5. The apparatus of claim 1, with control and sequencing logic
supporting any or all of the following actions: a. Transfer to a
designated I/O connection, using any standard transfer protocol,
simultaneously with each write to main memory, both the block being
written and its associated address. b. Relay certain
change-of-status information to the designated I/O connection. c.
Delay main-memory accesses if necessary until receipt of both the
data and address associated with any previous memory write and
transferred to an I/O connection have been acknowledged.

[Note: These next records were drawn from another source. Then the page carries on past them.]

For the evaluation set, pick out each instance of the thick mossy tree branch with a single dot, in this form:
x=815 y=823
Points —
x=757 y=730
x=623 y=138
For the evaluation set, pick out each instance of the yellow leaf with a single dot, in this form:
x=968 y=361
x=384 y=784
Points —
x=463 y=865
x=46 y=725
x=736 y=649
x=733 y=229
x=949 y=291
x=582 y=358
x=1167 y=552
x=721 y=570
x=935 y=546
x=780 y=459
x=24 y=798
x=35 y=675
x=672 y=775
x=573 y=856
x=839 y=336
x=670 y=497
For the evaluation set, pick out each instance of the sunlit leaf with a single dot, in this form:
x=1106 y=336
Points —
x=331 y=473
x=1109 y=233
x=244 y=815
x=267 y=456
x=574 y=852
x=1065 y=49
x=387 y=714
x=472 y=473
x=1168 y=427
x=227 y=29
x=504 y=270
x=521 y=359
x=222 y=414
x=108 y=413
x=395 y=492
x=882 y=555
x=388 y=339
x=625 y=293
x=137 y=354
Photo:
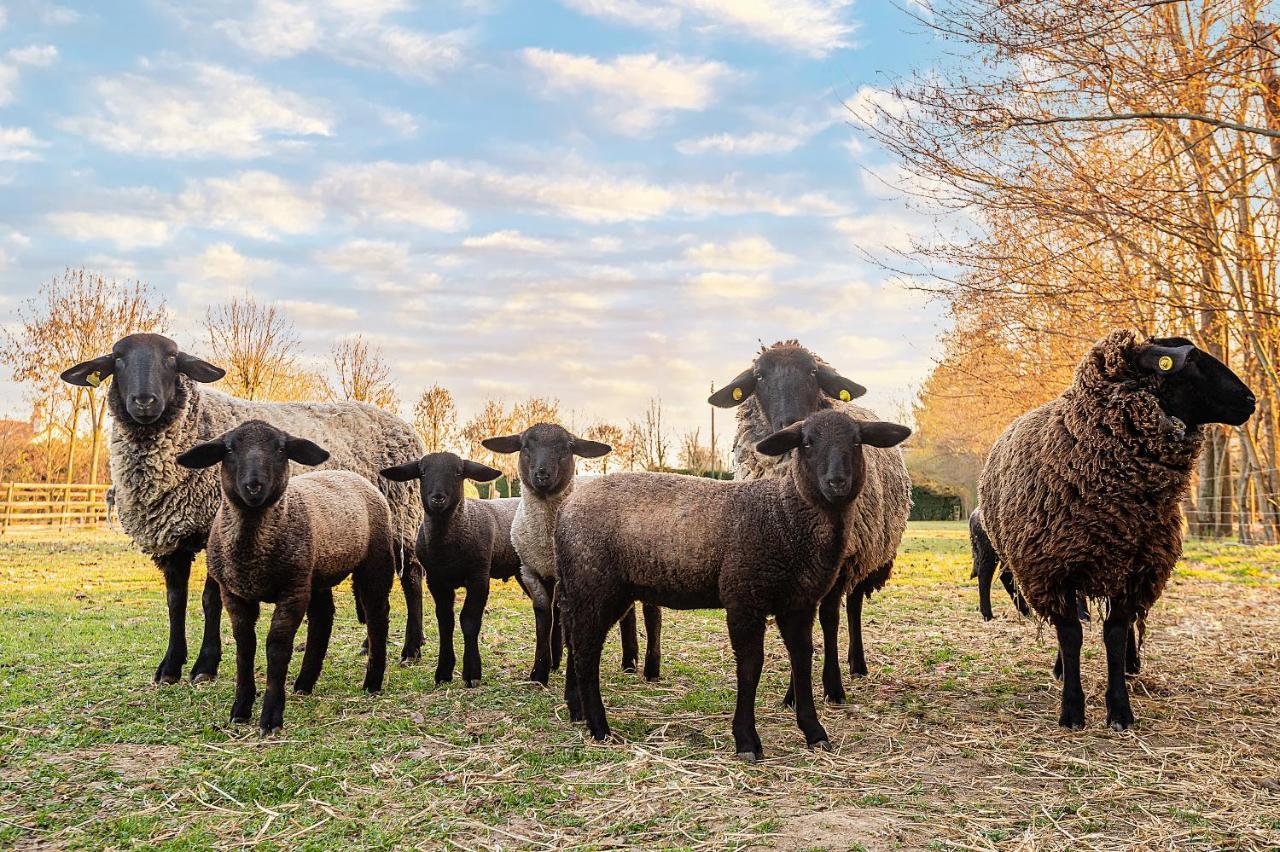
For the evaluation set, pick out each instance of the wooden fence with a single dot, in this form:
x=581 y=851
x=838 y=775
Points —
x=51 y=504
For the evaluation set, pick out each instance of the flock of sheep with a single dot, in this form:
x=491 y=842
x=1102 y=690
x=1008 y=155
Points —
x=1079 y=500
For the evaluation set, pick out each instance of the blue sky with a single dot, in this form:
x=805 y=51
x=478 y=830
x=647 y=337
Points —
x=593 y=200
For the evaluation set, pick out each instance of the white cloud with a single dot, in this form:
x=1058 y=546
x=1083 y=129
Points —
x=126 y=230
x=352 y=32
x=33 y=55
x=197 y=110
x=812 y=27
x=255 y=204
x=510 y=241
x=18 y=145
x=749 y=252
x=631 y=92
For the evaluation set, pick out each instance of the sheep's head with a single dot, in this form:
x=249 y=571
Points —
x=145 y=369
x=1192 y=385
x=440 y=477
x=255 y=457
x=830 y=467
x=547 y=454
x=789 y=384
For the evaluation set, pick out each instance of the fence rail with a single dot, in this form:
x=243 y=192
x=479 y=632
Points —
x=51 y=504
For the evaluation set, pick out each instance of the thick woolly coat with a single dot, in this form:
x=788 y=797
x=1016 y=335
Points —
x=164 y=507
x=874 y=528
x=1083 y=493
x=325 y=525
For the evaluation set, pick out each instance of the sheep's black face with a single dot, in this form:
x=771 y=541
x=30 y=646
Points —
x=255 y=457
x=1193 y=385
x=830 y=463
x=789 y=385
x=547 y=454
x=440 y=480
x=145 y=369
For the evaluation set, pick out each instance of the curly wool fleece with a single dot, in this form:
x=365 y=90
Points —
x=1083 y=491
x=878 y=517
x=163 y=505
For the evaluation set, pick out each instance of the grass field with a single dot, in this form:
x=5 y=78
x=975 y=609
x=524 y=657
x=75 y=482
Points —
x=950 y=743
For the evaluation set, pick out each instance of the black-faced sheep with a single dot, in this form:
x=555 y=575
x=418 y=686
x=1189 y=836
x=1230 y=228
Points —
x=1080 y=497
x=760 y=548
x=158 y=410
x=461 y=544
x=547 y=467
x=785 y=384
x=288 y=541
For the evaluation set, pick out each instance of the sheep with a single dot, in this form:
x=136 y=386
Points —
x=461 y=544
x=757 y=548
x=158 y=407
x=289 y=540
x=785 y=384
x=1079 y=497
x=547 y=466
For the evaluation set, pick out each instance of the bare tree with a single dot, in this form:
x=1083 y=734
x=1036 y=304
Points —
x=362 y=374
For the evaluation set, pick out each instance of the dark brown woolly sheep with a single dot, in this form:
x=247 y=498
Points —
x=289 y=541
x=760 y=548
x=461 y=544
x=785 y=384
x=1080 y=497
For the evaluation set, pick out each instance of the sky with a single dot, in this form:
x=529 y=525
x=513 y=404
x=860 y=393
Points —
x=598 y=201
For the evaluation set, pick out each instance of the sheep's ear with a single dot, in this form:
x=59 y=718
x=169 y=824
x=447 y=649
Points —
x=782 y=440
x=590 y=449
x=305 y=452
x=880 y=434
x=736 y=392
x=405 y=472
x=197 y=369
x=480 y=472
x=202 y=456
x=1157 y=358
x=502 y=444
x=90 y=374
x=837 y=386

6. The apparatus of claim 1, with control and sequencing logic
supporting any or all of the following actions: a. Maintain two
pairs of FIFO address and data buffers and their associated address
registers. b. Store new captured data-block addresses along with a
copy of the associated data to either of the two FIFO buffer pairs,
as determined by the relevant status bit, and, concurrently, move
data from the other data buffer to those locations in a local
shadow memory defined by the corresponding addresses in the other
address buffer. c. Store new captured data-block addresses along
with a copy of the associated data to either of the two FIFO buffer
pairs, as determined by the relevant status bit, and, concurrently,
to transfer, from the other pair, the addresses and the data blocks
associated with those addresses, to a designated I/O connection and
also to send certain change-of-status information to the I/O
connection. d. Transfer addresses and data blocks from the same
buffer into which new addresses and data are being written once the
other buffer pair has been emptied. e. Delay subsequent memory
accesses until both the data and the address associated with any
previous memory write have been stored in their respective buffers.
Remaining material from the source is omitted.